65-74 yr olds see a discrepancy from mid-2022. For 2023 alone it means ONS expected ~6,800 more deaths in this age group or 7% more. If you include the period from July 2022 there is a discrepancy of 9,000 deaths.

Figure 6: Weekly expected deaths among 65-74 year olds based on ONS new estimates for UK (blue) compared to OHID estimates for England scaled up to match 2020 and 2021. Dotted lines show trends.

For younger age groups the age categories don’t align for example the ONS gives data for 30-49 year olds whereas the OHID includes 25-49 year olds. However, as we are only looking at trends, having aligned 2020 and 2021 for England and UK, this should not be material in the comparison. Why do OHID expect deaths to be constant and yet ONS thinks they should be increasing? In 2023 ONS expected 11% more deaths than OHID!

Figure 7: Weekly expected deaths among 30-49 year olds based on ONS new estimates for UK (blue) compared to OHID estimates for England in 25-49 year olds scaled up to match 2020 and 2021. Dotted lines show trends.

The youngest age group also sees a massive discrepancy. The ONS expects 7% more deaths than OHID. Again ONS expects increasing deaths in the young but gives no justification for why this should be.

Figure 8: Weekly expected deaths among 0-29 year olds based on ONS new estimates for UK (blue) compared to OHID estimates for England among 0-24 year olds scaled up to match 2020 and 2021. Dotted lines show trends.

To be clear, this rise in expected deaths is NOT because of a rise in the population size, nor is it due to a longer term increasing mortality trend. Here is the expected mortality rate according to the new ONS model for our particular age groups. Why should mortality be expected to take a sudden jump like that in these young age groups in 2022 and 2023? This clearly appears to be a blatant attempt at hiding excess mortality, not an attempt at putting a figure on what would have happened to deaths in the absence of recent events.

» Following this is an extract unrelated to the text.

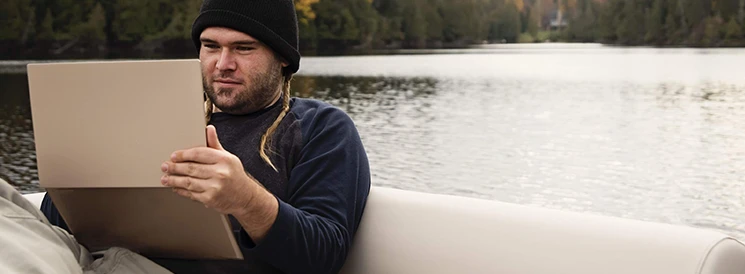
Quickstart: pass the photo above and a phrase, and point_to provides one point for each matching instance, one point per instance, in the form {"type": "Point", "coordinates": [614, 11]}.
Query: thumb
{"type": "Point", "coordinates": [212, 140]}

Figure 9: Expected mortality rates for particular age groups according to ONS 

We will not be able to make this comparison anymore going forward. On the same day that the ONS announced their new model, the OHID announced that they will be changing to an identical model. Why now? Why are both going to use identical methodologies? It stinks. 

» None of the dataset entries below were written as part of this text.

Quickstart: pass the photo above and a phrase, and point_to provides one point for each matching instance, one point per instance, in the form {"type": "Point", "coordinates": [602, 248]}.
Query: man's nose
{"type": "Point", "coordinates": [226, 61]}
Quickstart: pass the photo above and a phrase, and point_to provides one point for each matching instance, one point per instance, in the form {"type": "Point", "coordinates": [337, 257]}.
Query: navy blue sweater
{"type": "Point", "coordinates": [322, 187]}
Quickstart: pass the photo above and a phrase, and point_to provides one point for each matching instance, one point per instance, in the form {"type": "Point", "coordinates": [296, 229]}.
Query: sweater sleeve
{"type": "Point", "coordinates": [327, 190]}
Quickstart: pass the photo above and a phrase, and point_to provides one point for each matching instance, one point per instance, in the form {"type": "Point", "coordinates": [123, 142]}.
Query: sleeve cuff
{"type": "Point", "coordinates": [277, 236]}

What also stinks is the fact that the ONS Deputy Director for Health and Life Events, who put out a video introducing the changes, was employed by both the ONS and the Cabinet Office, where she prepared the highly political presentation of statistics for slides in the briefing meetings that led to lockdown. She continued in this role until 2021 when she received a promotion at the ONS.

Figure 10: Screengrab from LinkedIn showing employment history of Julie Stanborough

Figure 11: Age standardised mortality rate for England and Wales and Scotland showing not only a rise in the winter peaks but also a rise in the summer lows

However, you can’t hide the truth forever. All that is needed is the calculation of an age-standardised mortality rate. This is a way of mapping mortality from a real population to one that has a standard age structure so different regions can be fairly compared with each other and across time. Using that methodology it is impossible to hide the issue of excess mortality. Furthermore, the excess deaths are predominantly cardiovascular, so the proportions of deaths by cause will inevitably be distorted in these new fantasy calculations.

HART will continue to report using open, understandable and honest interpretation of the data.

Everyone should consider lobbying their MP to demand the ONS revert to the previous methodology and publish anonymised patient-level detail.  Transparency and data fidelity is the route to answers for all those that have suffered in the last few years.